"Pennies for Charities"

Created: 02/27/2014 6:46 PM WHEC.com
By: Brett Davidsen

When you donate over the phone to charities, do you know how much of your money is actually reaching those organizations? A new report out by the New York State Attorney General says for-profit telemarketers in New York kept the lion's share of donations they raised on behalf of charities. 

According to the attorney general's report, charity fundraising is big business for some professional telemarketers hired to solicit your donations. In 2012, telemarketers registered in New York reported raising $249 million in contributions. Yet, statewide, the report says only 38% percent of it actually went to charitable organizations.

Eric Schneiderman, New York Attorney General, said, "It's important that donors, when determining which charities to support, understand exactly how much will be spent on charitable programs and how much will be used to pay telemarketers' salaries and other fundraising costs.”

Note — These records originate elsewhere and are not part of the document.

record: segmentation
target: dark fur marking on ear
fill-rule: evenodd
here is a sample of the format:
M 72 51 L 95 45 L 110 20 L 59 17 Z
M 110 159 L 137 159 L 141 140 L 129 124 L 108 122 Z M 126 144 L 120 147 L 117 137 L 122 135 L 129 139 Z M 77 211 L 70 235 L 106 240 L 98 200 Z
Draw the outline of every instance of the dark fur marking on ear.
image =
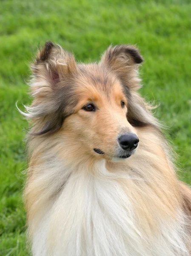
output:
M 46 42 L 44 49 L 40 52 L 40 59 L 43 61 L 44 61 L 47 59 L 52 49 L 54 46 L 54 45 L 52 42 Z
M 140 64 L 143 61 L 143 58 L 137 49 L 129 47 L 126 49 L 125 52 L 132 57 L 135 63 Z
M 114 57 L 117 58 L 117 55 L 121 54 L 126 54 L 131 56 L 136 64 L 140 64 L 144 60 L 139 50 L 131 45 L 126 44 L 117 45 L 113 48 L 109 48 L 108 51 L 106 53 L 108 55 L 107 58 L 109 61 L 112 61 Z
M 44 62 L 47 60 L 52 48 L 55 46 L 52 42 L 46 42 L 45 45 L 40 51 L 39 56 L 36 60 L 36 64 L 38 64 L 41 62 Z

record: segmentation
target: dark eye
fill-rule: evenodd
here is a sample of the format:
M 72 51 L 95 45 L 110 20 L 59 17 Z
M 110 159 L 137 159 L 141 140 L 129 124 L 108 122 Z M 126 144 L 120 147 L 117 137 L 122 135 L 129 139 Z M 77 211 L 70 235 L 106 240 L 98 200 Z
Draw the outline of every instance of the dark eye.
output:
M 122 108 L 123 108 L 125 107 L 125 102 L 123 101 L 122 100 L 121 102 L 121 107 Z
M 92 104 L 88 104 L 88 105 L 85 106 L 83 108 L 83 109 L 86 111 L 95 111 L 95 108 Z

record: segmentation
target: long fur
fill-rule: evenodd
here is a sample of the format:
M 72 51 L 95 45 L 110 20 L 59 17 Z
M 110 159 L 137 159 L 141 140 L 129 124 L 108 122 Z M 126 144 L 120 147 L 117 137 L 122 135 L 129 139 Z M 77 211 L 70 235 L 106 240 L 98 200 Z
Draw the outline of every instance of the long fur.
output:
M 50 42 L 39 53 L 34 100 L 23 113 L 33 125 L 24 195 L 34 256 L 191 255 L 191 193 L 137 92 L 142 61 L 129 46 L 110 47 L 100 63 L 86 65 Z M 91 90 L 107 110 L 96 118 L 80 110 Z M 114 107 L 117 93 L 126 114 Z M 140 143 L 125 161 L 91 151 L 99 146 L 114 155 L 125 129 Z

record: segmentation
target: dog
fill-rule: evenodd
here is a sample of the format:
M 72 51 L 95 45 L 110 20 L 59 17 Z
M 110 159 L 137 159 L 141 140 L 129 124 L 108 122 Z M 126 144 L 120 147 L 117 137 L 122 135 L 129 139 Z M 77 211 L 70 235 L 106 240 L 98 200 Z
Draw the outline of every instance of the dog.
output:
M 191 192 L 137 92 L 139 51 L 77 63 L 48 42 L 31 66 L 24 192 L 34 256 L 191 255 Z

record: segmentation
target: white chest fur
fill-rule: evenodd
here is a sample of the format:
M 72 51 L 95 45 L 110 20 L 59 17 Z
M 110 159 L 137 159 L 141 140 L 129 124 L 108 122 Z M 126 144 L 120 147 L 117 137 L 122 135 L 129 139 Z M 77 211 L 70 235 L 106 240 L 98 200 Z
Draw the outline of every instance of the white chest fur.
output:
M 142 216 L 135 212 L 136 198 L 132 192 L 128 197 L 124 191 L 119 182 L 120 175 L 117 177 L 108 172 L 104 161 L 96 168 L 98 177 L 86 172 L 71 173 L 59 195 L 40 210 L 46 213 L 33 236 L 34 256 L 188 255 L 178 209 L 180 221 L 170 217 L 160 220 L 156 215 L 154 232 L 144 230 Z

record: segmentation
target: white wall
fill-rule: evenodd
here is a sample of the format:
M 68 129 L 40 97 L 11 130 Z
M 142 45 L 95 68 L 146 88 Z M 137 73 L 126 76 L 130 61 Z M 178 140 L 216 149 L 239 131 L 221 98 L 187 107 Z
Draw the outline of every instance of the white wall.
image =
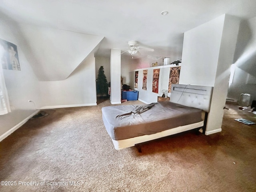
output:
M 0 116 L 0 141 L 24 123 L 36 112 L 28 100 L 40 97 L 38 82 L 24 54 L 26 47 L 18 25 L 3 18 L 0 20 L 0 38 L 17 46 L 21 70 L 3 69 L 12 112 Z M 0 66 L 2 67 L 2 66 Z
M 180 84 L 214 87 L 206 134 L 221 131 L 239 23 L 222 15 L 184 34 Z
M 36 109 L 96 104 L 94 52 L 97 48 L 99 44 L 95 44 L 97 46 L 91 50 L 90 53 L 84 53 L 82 56 L 84 58 L 86 58 L 80 64 L 76 62 L 77 60 L 74 61 L 76 66 L 74 69 L 76 69 L 73 72 L 69 70 L 72 73 L 69 73 L 70 75 L 66 79 L 55 81 L 39 81 L 38 76 L 34 73 L 35 71 L 38 73 L 45 72 L 44 75 L 47 76 L 48 71 L 35 70 L 37 65 L 41 64 L 43 65 L 45 61 L 44 57 L 35 57 L 35 56 L 40 54 L 40 51 L 44 50 L 44 49 L 51 50 L 58 47 L 59 48 L 58 51 L 60 52 L 58 52 L 60 54 L 64 57 L 68 57 L 68 54 L 72 54 L 73 51 L 75 52 L 76 48 L 73 46 L 70 46 L 70 52 L 66 53 L 66 52 L 61 51 L 61 50 L 66 50 L 66 47 L 62 49 L 63 48 L 58 46 L 59 45 L 52 46 L 44 43 L 42 44 L 45 46 L 44 48 L 40 47 L 40 48 L 38 48 L 31 40 L 34 39 L 34 37 L 38 38 L 41 36 L 37 36 L 36 30 L 33 31 L 34 33 L 31 31 L 28 33 L 32 35 L 33 37 L 30 37 L 28 34 L 24 34 L 26 31 L 24 27 L 24 25 L 21 26 L 12 22 L 9 18 L 5 18 L 4 16 L 0 20 L 0 38 L 17 45 L 21 70 L 20 71 L 4 70 L 12 112 L 0 116 L 0 140 L 25 123 L 38 112 Z M 51 30 L 49 30 L 52 31 Z M 54 30 L 52 30 L 53 31 Z M 69 34 L 70 35 L 70 38 L 72 39 L 72 33 Z M 74 36 L 76 36 L 76 35 L 77 33 L 74 33 Z M 52 37 L 52 36 L 50 36 Z M 80 36 L 80 35 L 78 36 Z M 66 37 L 60 36 L 62 36 L 64 38 Z M 31 38 L 30 39 L 30 37 Z M 99 44 L 101 42 L 100 38 L 97 39 L 100 42 L 100 43 L 98 42 Z M 61 39 L 58 39 L 61 41 Z M 54 43 L 54 39 L 52 40 Z M 43 39 L 40 40 L 42 42 Z M 86 44 L 85 45 L 83 46 L 86 46 Z M 49 50 L 44 53 L 42 52 L 42 54 L 45 55 L 44 54 L 48 53 L 48 51 Z M 35 54 L 35 52 L 36 52 Z M 55 52 L 53 52 L 56 53 Z M 52 55 L 49 53 L 48 56 L 52 57 Z M 81 58 L 79 57 L 80 59 Z M 80 62 L 81 62 L 81 61 Z M 55 65 L 54 67 L 58 67 L 54 68 L 55 71 L 54 73 L 58 73 L 58 69 L 62 67 L 62 63 L 52 64 Z M 51 69 L 53 68 L 50 68 L 48 70 Z M 33 101 L 36 106 L 33 102 L 29 102 L 29 100 Z
M 104 37 L 20 24 L 28 49 L 26 56 L 41 81 L 65 79 Z
M 112 49 L 110 55 L 110 102 L 121 103 L 121 50 Z
M 242 93 L 256 100 L 256 17 L 241 22 L 233 63 L 234 74 L 228 98 L 239 101 Z
M 180 84 L 213 86 L 224 16 L 184 34 Z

Overall, the Rochester region fared comparatively well against the rest of the state. Fifty-two cents of every dollar went to the charity, while 48 cents went to the telemarketer.

Kiwanis Club of Rochester kept about 25% of what was solicited. The Rochester Philharmonic did much better, keeping 68% of what was donated.

A couple of national organizations, like Mothers against Drunk Driving, received 26% of the solicited donations while Easter Seals Incorporated, based out of Chicago, cleared a little more than 7%. 

Several of the organizations News10NBC spoke with say the numbers don't tell the whole story. One of the groups on this list is a child advocacy group known as Caring for Our Children Foundation. According to the AG's report, professional telemarketers solicited a total of $318,680 in donations; yet, the organization received just 10% of that. News10NBC spoke by phone with the treasurer of Caring for Our Children Foundation. She says they are paying the telemarketer to not only solicit, but also to provide outreach over the phone to the community. She says any dollars they receive over the phone are above and beyond what they would have taken in had they not hired someone. 

Melody Gibson, Caring for Our Children Foundation, said, "Because we're retired and semi-retired ladies, who want to do something for at-risk children, we consider it very valuable. It's something we can't do by ourselves. We depend on professionals who know how to reach the public to make contact for us. When we stop calling, funds don't come in.”

Easter Seals Incorporated echoed that saying they use telemarketers as an investment to reach out to people who had stopped giving in hopes of bringing them back to the donor rolls and that it's a small piece of a much bigger fundraising program.  

In the meantime, when you're trying to decide who to give your money to, the attorney general offers this advice, ask the telemarketer how much of your donation will be used for charitable programs or, you might find that you can give directly to the charity instead.